Andrew Hoskins

Personal information
- Born: December 20, 1975 (age 50) Edmonton, Alberta, Canada

Sport
- Sport: Rowing

Medal record
Men's rowing
Representing Canada
Pan American Games
| Bronze medal – third place | 1999 Winnipeg | Coxless four |

= Andrew Hoskins =

Canadian rower (born 1975)

Andrew N Hoskins (born December 20, 1975) is a Canadian rower. He is a graduate of the University of Alberta. He won the gold medal at both the 2003 and 2002 world championships for Canada's men's eight team in Milan, Italy and Seville, Spain respectively. Hoskins comes from a long line of rowers on his mother's side: He is the grandson of Ted Lindstrom; the nephew of Olympian David Lindstrom (Montreal 1976), and the cousin of Olympian George Keys (Seoul 1988).

Hoskins began rowing at the Edmonton Rowing Club as a form of physical therapy to recondition his shoulder shortly after recovering in 1996. Just two years later, in 1998, Hoskins won gold at Royal Canadian Henley in the Intermediate Single and Senior Single. Hoskins tried out for and made the Canadian rowing team later that year. For the 2000 Olympics in Sydney, he was a member of the Spares Club along with celebrated lightweights Ben Storey and Edward Winchester.

After a coaching purge in Canadian rowing, 2001 marked the arrival of Mike Spracklen as head coach of the men's program.
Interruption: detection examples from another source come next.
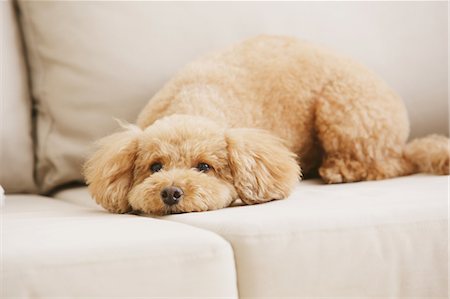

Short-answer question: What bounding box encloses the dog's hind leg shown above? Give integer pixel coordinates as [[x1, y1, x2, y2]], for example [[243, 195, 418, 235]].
[[315, 70, 414, 183]]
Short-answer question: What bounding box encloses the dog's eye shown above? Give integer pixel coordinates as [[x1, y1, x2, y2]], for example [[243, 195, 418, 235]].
[[150, 162, 162, 173], [197, 162, 211, 172]]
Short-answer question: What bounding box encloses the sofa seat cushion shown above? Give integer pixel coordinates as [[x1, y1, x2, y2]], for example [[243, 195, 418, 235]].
[[1, 195, 237, 298], [56, 175, 449, 298]]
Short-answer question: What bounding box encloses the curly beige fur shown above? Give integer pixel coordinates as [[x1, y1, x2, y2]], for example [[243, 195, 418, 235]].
[[86, 36, 450, 214]]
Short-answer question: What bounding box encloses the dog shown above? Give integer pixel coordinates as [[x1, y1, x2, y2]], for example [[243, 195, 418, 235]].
[[84, 36, 450, 215]]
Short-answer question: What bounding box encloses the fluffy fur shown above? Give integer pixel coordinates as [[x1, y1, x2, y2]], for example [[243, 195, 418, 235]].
[[85, 36, 450, 214]]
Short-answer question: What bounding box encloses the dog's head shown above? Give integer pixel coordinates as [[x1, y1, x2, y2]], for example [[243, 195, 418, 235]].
[[85, 115, 300, 215]]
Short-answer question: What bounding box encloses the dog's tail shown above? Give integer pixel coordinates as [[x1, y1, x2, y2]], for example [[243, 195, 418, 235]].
[[403, 135, 450, 175]]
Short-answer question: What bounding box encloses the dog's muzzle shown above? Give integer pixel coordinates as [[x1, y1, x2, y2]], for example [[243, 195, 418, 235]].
[[160, 186, 183, 206]]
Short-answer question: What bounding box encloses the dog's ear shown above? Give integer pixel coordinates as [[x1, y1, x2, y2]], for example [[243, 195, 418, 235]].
[[84, 127, 142, 213], [226, 129, 300, 204]]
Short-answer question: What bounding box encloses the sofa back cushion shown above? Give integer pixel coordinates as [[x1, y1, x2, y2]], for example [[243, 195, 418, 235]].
[[16, 1, 448, 191], [0, 1, 36, 193]]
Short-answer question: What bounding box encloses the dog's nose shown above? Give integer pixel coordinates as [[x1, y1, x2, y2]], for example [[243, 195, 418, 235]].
[[160, 186, 183, 206]]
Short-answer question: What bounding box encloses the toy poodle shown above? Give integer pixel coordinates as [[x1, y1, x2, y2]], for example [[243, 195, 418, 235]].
[[85, 36, 450, 215]]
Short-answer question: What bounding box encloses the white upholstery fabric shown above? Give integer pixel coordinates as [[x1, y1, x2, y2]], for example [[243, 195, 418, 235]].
[[1, 195, 237, 298], [0, 0, 36, 193], [55, 175, 450, 298], [15, 1, 448, 191]]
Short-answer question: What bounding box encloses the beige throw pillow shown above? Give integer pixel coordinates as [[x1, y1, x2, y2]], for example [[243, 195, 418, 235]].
[[0, 1, 36, 193], [19, 1, 448, 192]]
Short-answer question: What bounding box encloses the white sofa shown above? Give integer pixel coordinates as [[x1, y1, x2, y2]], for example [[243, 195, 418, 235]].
[[0, 1, 449, 298]]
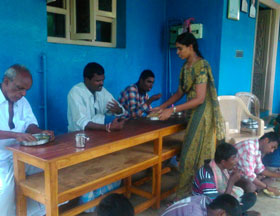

Under Spracklen, Hoskins served as the captain of the men's program when the 8+ won a gold medal at both the 2002 and 2003 world championships in Spain and Italy respectively. Although favoured to win gold in Athens in 2004, the 8+ finished in a disappointing fifth place, well behind the USA boat, their arch-rivals leading up to the Games.